I wish nobody had to experience losing a loved one, especially a child, stepchild, or spouse. The one thing that helped me; I know I am not the only person that has experienced losing their children and I will not be the last. I see it on the news every day.

Stay here with us and vent, vent, vent!
((((hugs))))
sammigirl

Nevergetseasier's picture

Thanks everyone. I haven't been on a Step group in years and you have all reminded me that there just isn't anyone out there except another step parent that see's anything from this angle. I keep thinking that crying in the shower isn't okay because I am not even sure what I am crying about. Is it self pity because no one here gets it or is it loss.
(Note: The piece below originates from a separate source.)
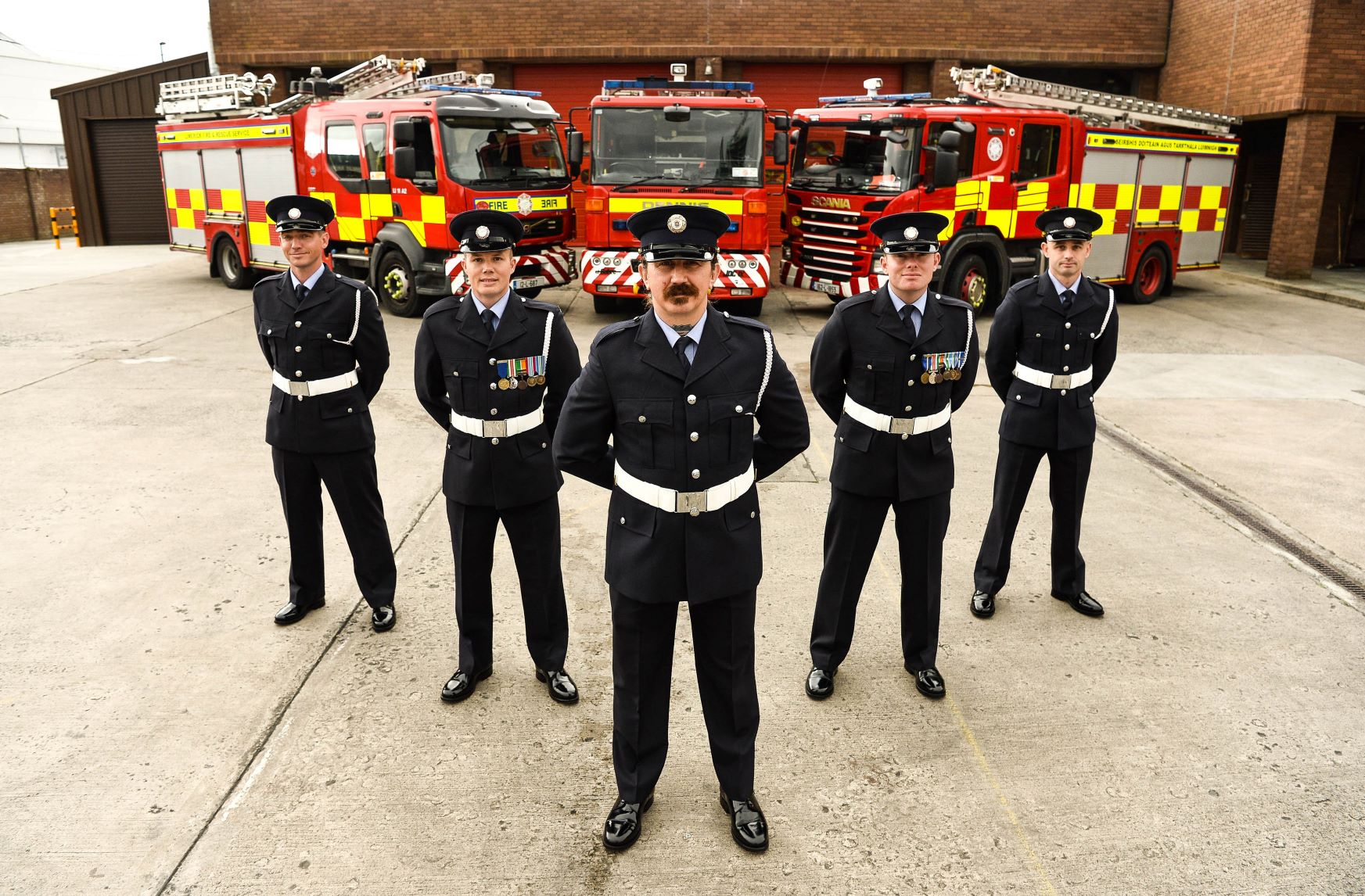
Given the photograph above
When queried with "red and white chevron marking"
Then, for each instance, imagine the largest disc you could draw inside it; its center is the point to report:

Both I guess. There is so much more in the details but I won't bore you with it all. Thanks again.....

yolo222's picture

I'm so very sorry for your loss. You have every right to grieve for as long as you need to.

notsobad's picture

So very sorry. To love is to grieve. There are no rules. There is no right or wrong way to grieve.

Be kind to DH, he doesn't know what to do either.
Be kind to BM, she is lost too.
Be kind to yourself, you've suffered a huge loss as well.

You don't need anyones permission to feel whatever you feel.

Being a take charge person is a blessing and a curse. You will never feel that you are appreciated but the fact is you very much are. Doing all the things that need to be done is a way for you deal with the loss, to keep your mind occupied and know that you took care of #2 son in death just as well as you did in life.

Big hugs, love and light.

Thumper's picture

I offer you my condolences for the sudden death of your step son.

It is now time for you to grieve yourself. Guess what, your allowed to.